Barcelona, recuerdos de posguerra (XVI)

…Prosigue desde el decimoquinto capítulo…

En la ciudad continuaban surgiendo novedades, la escuela de idiomas Berlitz en la calle Pelayo consiguió un éxito de inmediato, pero mayoritariamente para aprender el idioma francés, que por aquellos años era el idioma preferido. El inglés solo empezó a interesar con la llegada de los Beatles. Y en la misma calle Pelayo el local de prácticas de la autoescuela Barcelona. Las clases de teórica se daban en un piso de la Rambla de Canaletas, frente mismo a la fuente.

Los Beatles fueron los auténticos embajadores del inglés en España.

Lo que de especial tenía aquel local de prácticas, es que poseía un simulador de conducción consistente en una carrocería de automóvil sin techo pero con todo lo que debía tener un coche, pedales, cambio de marchas, indicadores de velocidad, etc. Menos los intermitentes que aún no existían en los verdaderos coches, donde posteriormente se hacían las prácticas en la calle y en los que para avisar de un giro, bastaba con señalarlo sacando el brazo izquierdo. Junto al simulador se situaba un monitor que se ocupaba de enseñar a conducir sin malgastar carburante.

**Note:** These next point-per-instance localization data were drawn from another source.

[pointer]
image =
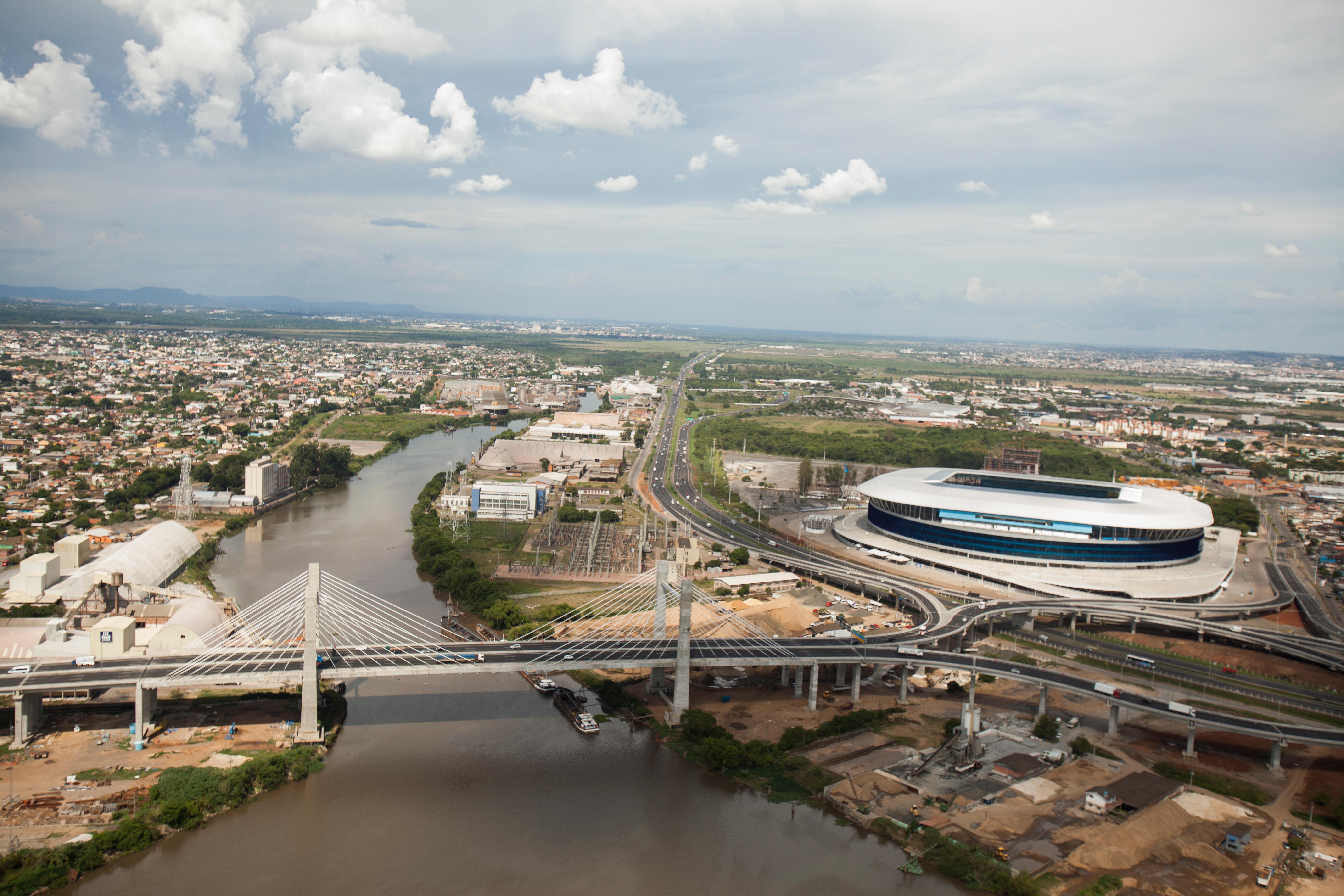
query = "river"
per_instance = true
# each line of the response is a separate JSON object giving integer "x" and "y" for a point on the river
{"x": 475, "y": 784}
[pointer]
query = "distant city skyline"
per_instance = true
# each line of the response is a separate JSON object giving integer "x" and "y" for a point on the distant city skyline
{"x": 1111, "y": 175}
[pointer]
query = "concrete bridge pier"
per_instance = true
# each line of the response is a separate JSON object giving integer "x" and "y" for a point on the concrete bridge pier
{"x": 147, "y": 703}
{"x": 308, "y": 729}
{"x": 682, "y": 684}
{"x": 1190, "y": 743}
{"x": 28, "y": 715}
{"x": 1276, "y": 754}
{"x": 662, "y": 597}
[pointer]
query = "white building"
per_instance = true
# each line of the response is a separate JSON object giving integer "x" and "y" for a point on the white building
{"x": 507, "y": 500}
{"x": 265, "y": 479}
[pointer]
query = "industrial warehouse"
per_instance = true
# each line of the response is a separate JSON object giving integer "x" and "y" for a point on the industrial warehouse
{"x": 1068, "y": 538}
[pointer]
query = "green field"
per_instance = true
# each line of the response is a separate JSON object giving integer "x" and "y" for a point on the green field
{"x": 382, "y": 428}
{"x": 888, "y": 445}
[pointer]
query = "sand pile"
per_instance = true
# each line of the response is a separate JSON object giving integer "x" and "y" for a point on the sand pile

Cada vez que el alumno cometía un error se encendía la luz roja que había enfrente y el monitor explicaba el porqué del error.

El hecho es que cuando el monitor consideraba al alumno ya apto para conducir, es cuando éste comenzaba a conducir por la calle. La ventaja para el alumno era practicar sin riesgo para nadie y posteriormente en las prácticas reales por la ciudad sentirse seguro desde el primer día y aprobar los exámenes de prácticas casi siempre a la primera. ¿Por qué desapareció este método? No se sabe.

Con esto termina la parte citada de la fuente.